Gut Microbiota and Metabolism
Our bodies are inhabited with trillions of microorganisms that reside largely in our gastrointestinal tracts. The gut contains 500-1000 different species that are collectively known as the gut microbiota. Gut microbes act as sensors of their environment that can elicit a reciprocal response, thereby impacting the health of the host. For example, fecal microbiota transplant from an obese donor can lead to an increase in fat mass in a lean recipient. Numerous studies have examined the types and abundance of bacteria in the GI tract and how microbiota structure changes under certain dietary conditions, disease states, or altered genetic backgrounds. In particular, diets high in fat profoundly alter gut microbiota structure within only one day and can have lasting effects even after switching to a low fat diet. The overall goal of my lab is to identify obesogenic microorganisms and understand how they interact with the host to promote obesity and associated metabolic disorders. Conversely, we are also interested in identifying microorganisms that promote a state of leanness. It is expected that understanding these host-microbe interactions will lead to the identification of therapies to either prevent the development of obesity or to increase nutrient absorption in conditions of malnutrition.

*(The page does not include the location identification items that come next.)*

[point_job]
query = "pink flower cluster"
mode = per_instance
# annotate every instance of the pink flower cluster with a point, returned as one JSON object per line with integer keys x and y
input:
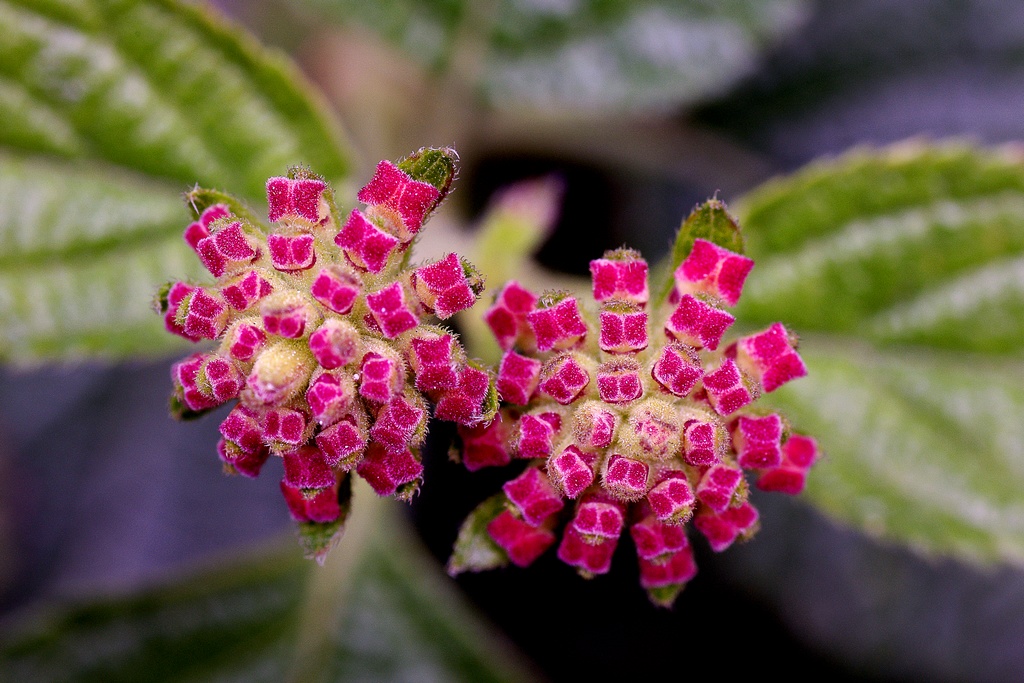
{"x": 322, "y": 337}
{"x": 631, "y": 419}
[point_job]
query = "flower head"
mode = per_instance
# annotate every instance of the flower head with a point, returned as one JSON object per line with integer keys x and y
{"x": 323, "y": 336}
{"x": 633, "y": 419}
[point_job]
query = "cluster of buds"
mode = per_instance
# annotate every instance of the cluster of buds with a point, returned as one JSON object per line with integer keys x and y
{"x": 324, "y": 338}
{"x": 632, "y": 417}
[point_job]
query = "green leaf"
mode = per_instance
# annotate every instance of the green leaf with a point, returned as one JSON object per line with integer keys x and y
{"x": 597, "y": 54}
{"x": 380, "y": 609}
{"x": 903, "y": 269}
{"x": 112, "y": 109}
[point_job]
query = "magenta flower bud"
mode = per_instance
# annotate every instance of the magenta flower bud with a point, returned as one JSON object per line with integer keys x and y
{"x": 446, "y": 287}
{"x": 678, "y": 369}
{"x": 393, "y": 189}
{"x": 391, "y": 311}
{"x": 758, "y": 441}
{"x": 202, "y": 314}
{"x": 336, "y": 288}
{"x": 433, "y": 363}
{"x": 507, "y": 317}
{"x": 790, "y": 476}
{"x": 672, "y": 500}
{"x": 291, "y": 252}
{"x": 697, "y": 323}
{"x": 722, "y": 528}
{"x": 486, "y": 444}
{"x": 593, "y": 426}
{"x": 201, "y": 228}
{"x": 342, "y": 442}
{"x": 712, "y": 269}
{"x": 365, "y": 245}
{"x": 322, "y": 506}
{"x": 656, "y": 541}
{"x": 390, "y": 472}
{"x": 558, "y": 326}
{"x": 564, "y": 378}
{"x": 297, "y": 198}
{"x": 238, "y": 461}
{"x": 518, "y": 377}
{"x": 726, "y": 389}
{"x": 522, "y": 542}
{"x": 719, "y": 485}
{"x": 532, "y": 494}
{"x": 336, "y": 343}
{"x": 398, "y": 424}
{"x": 381, "y": 377}
{"x": 589, "y": 558}
{"x": 289, "y": 314}
{"x": 244, "y": 341}
{"x": 619, "y": 381}
{"x": 570, "y": 471}
{"x": 246, "y": 290}
{"x": 536, "y": 435}
{"x": 626, "y": 478}
{"x": 621, "y": 274}
{"x": 770, "y": 357}
{"x": 226, "y": 250}
{"x": 624, "y": 329}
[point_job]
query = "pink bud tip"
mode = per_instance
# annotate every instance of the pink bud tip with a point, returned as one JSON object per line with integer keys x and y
{"x": 570, "y": 471}
{"x": 396, "y": 424}
{"x": 320, "y": 507}
{"x": 336, "y": 288}
{"x": 714, "y": 270}
{"x": 392, "y": 188}
{"x": 619, "y": 381}
{"x": 672, "y": 500}
{"x": 624, "y": 279}
{"x": 726, "y": 390}
{"x": 330, "y": 397}
{"x": 697, "y": 323}
{"x": 305, "y": 468}
{"x": 518, "y": 377}
{"x": 390, "y": 310}
{"x": 291, "y": 252}
{"x": 507, "y": 317}
{"x": 386, "y": 471}
{"x": 563, "y": 378}
{"x": 771, "y": 357}
{"x": 380, "y": 378}
{"x": 626, "y": 478}
{"x": 340, "y": 442}
{"x": 655, "y": 540}
{"x": 227, "y": 250}
{"x": 522, "y": 542}
{"x": 463, "y": 403}
{"x": 485, "y": 445}
{"x": 559, "y": 327}
{"x": 758, "y": 441}
{"x": 718, "y": 485}
{"x": 443, "y": 287}
{"x": 678, "y": 369}
{"x": 721, "y": 529}
{"x": 366, "y": 246}
{"x": 537, "y": 434}
{"x": 623, "y": 332}
{"x": 300, "y": 198}
{"x": 335, "y": 343}
{"x": 589, "y": 557}
{"x": 246, "y": 291}
{"x": 433, "y": 363}
{"x": 534, "y": 495}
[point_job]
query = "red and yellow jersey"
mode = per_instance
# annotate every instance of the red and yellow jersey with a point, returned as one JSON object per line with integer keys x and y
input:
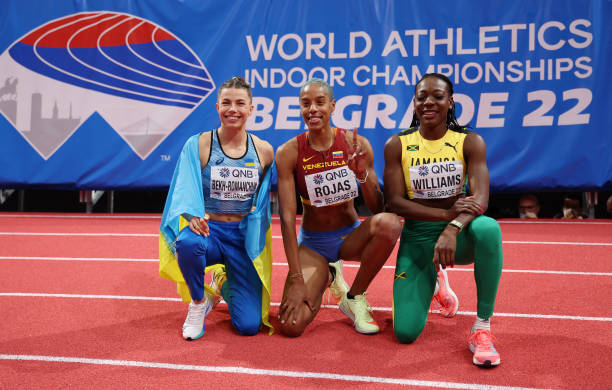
{"x": 433, "y": 169}
{"x": 324, "y": 178}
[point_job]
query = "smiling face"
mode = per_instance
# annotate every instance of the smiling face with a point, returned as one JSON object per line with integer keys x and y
{"x": 234, "y": 107}
{"x": 432, "y": 101}
{"x": 316, "y": 106}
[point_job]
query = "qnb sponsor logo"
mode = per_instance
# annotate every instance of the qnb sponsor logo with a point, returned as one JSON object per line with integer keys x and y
{"x": 138, "y": 76}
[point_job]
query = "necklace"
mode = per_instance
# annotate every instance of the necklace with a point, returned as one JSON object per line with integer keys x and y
{"x": 424, "y": 143}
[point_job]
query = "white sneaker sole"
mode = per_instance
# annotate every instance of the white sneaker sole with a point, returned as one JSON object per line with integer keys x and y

The Role of Gut Microbes in Regulating Lipid Absorption. Mice that are raised germ free (GF), devoid of all microorganisms, remain lean after weeks of being fed a high fat (HF) diet. There are several explanations for this but one is that these mice are unable to properly digest and absorb fat. Dietary shifts are known to dramatically impact the composition of the gut microbiota. However, most work focuses on examining changes occurring in the stool or cecal contents. My work shows that diet-microbe interactions are most profound in the upper small intestine where nutrient absorption takes place. The goal of this project is to understand how dietary fat alters the small intestinal microbiota, and how microorganisms in the small intestine regulate fat digestion and absorption.
The Interaction between the Constitutive Androstane Receptor and Gut Microbiota in Metabolic Disease. Another mechanism to explain the obese-resistant phenotype of GF mice is increased peripheral metabolism such as in the liver or adipose tissue. Interestingly, GF mice have upregulated expression of the Constitutive Androstane Receptor (CAR) and its target genes in the liver. This nuclear hormone receptor is classically known for its role in regulating genes involved in xenobiotic or drug metabolism. My work shows that mice deficient in CAR, gain significantly more weight and body fat on a HF diet compared to wild-type controls. Interestingly, these mice also display a change in their gut microbiota that resembles the gut microbiota structure seen in obesity. These findings suggest that CAR may be a critical player in whole body metabolism and is influenced by the gut microbiota and vice versa. Therefore, the goal of this project is to understand the interaction between CAR, the gut microbiota, and the development of obesity and associated metabolic dysfunction.